Bioclimatique et intégrée

09/08/10 à 14:31 - Mise à jour à 14:31

Un terrain en pente, à deux pas d'un château classé, à Aubange. Le site était idéal, et hors lotissement qui plus est.

LIGNES DE FORCE 1. Les performances énergétiques de la maison. 2. L'intégration de l'architecture contemporaine dans le site rural. 3. Les différentes ambiances créées par les ouvertures et le choix des matériaux.

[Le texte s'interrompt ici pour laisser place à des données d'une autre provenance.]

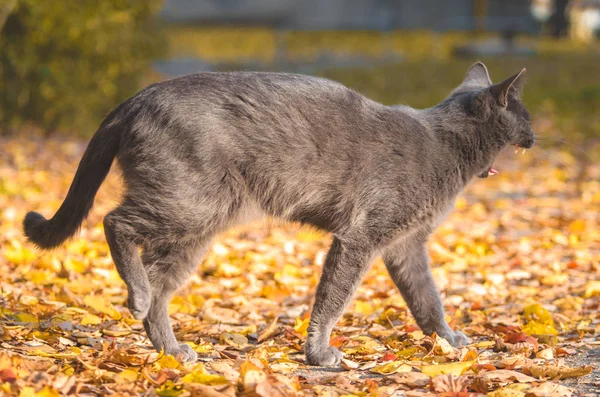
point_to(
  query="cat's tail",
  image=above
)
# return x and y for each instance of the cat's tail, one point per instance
(92, 170)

ARCHITECTESébastien Théate

Perchée sur son terrain à Aubange, dans le sud du pays, la maison de Sébastien Théate domine les environs. Pour affirmer un aspect léger sur le terrain en pente, le volume rectangulaire de 20 mètres de long sur 6 de large est posé sur deux éléments de maçonnerie couverts de crépi gris. L'une des extrémités se projette en porte-à-faux, assurant un effet aérien. Dans le même esprit, pour éviter de trop envahir le terrain, le volume est couvert d'un toit plat plutôt que d'une toiture à double versant, plus traditionnelle.

Vu la déclivité du terrain, les caves se trouvent au niveau de la rue, à l'avant. Les espaces de vie s'installent un niveau plus haut, au rez-de-jardin. On y trouve le séjour, la cuisine, la salle à manger et un coin jeux. Tandis que l'étage reçoit quatre chambres, deux salles de bains, un bureau et une terrasse couverte en lien avec la chambre des parents. Toutes les fonctions sont distribuées selon le même principe, dans cet espace tout en longueur : un couloir, ouvert ou fermé selon l'étage, mène d'un bout à l'autre de l'habitation.

Pour répartir les espaces intérieurs, l'architecte s'est basé sur les vues plus que sur l'orientation. Car le paysage du sud, donnant sur l'arrière de maisons, était le moins intéressant. "On voulait une maison bioclimatique, mais pas à n'importe quel prix. On préférait miser sur les vues. Cela dit, étant donné tout ce qui a été fait au niveau des économies d'énergie, si cette maison était orientée correctement, elle serait passive."

Ventilation mécanique

Concrètement, la maison affiche un coefficient d'isolation K20, soit à peine plus qu'une maison passive (K15). Pour y parvenir, l'architecte a placé du triple vitrage cerné de châssis en épicéa recouvert d'aluminium teinté gris. Un compromis entre les performances techniques et l'absence d'entretien.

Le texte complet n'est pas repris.